Prazos, urgência e cronograma do concurso
O prazo de validade do concurso é um marco importante, mas não deve ser confundido com todos os prazos processuais. Há situações em que o fato gerador ocorre durante a validade e a discussão continua depois; há outras em que a inércia compromete a via escolhida. A linha do tempo precisa ser feita com datas exatas, especialmente para mandado de segurança, preterição e concursos próximos do vencimento.
Perguntas para a triagem inicial
- Qual é sua classificação em cada lista?
- Quantas vagas o edital ofereceu?
- Quando o concurso foi homologado e até quando é válido?
- Quais nomeações, desistências ou contratações ocorreram?
- Qual ato concreto você considera preteritivo?
- Você possui publicação oficial ou apenas informação informal?
Perguntas frequentes
Concurso vencido pode gerar nomeação?
Pode haver decisão judicial reconhecendo direito nascido de preterição ocorrida durante a validade. Não há direito genérico a nomeação por fatos surgidos apenas depois.

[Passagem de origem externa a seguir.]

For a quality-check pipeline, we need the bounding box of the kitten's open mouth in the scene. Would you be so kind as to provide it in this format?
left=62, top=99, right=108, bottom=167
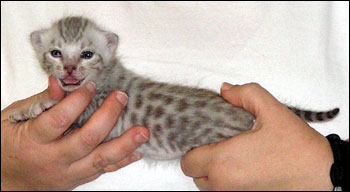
left=60, top=76, right=85, bottom=86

O Tema 683 permite entrar com ação a qualquer tempo?
Não. Ele trata da relação entre validade e causa da pretensão; os prazos processuais e prescricionais continuam existindo.
Qual é o prazo para mandado de segurança?
O mandado de segurança possui prazo decadencial próprio de 120 dias a partir da ciência do ato impugnado, tema que deve ser analisado com precisão.
Existe prazo de cinco anos?
Demandas contra a Fazenda podem estar sujeitas ao Decreto nº 20.910/1932, e o STJ possui precedente de cinco anos a partir do ato concreto de preterição em determinada situação. Isso não deve ser generalizado para toda via.
Fato depois da validade ajuda?
Pode servir como contexto probatório, mas o direito discutido no Tema 683 precisa estar vinculado à preterição ocorrida durante a validade.
Vale fazer requerimento administrativo depois?
Pode ser útil para obter informações, mas não se deve presumir que requerimento interrompe ou reinicia todos os prazos. A estratégia precisa ser definida antes.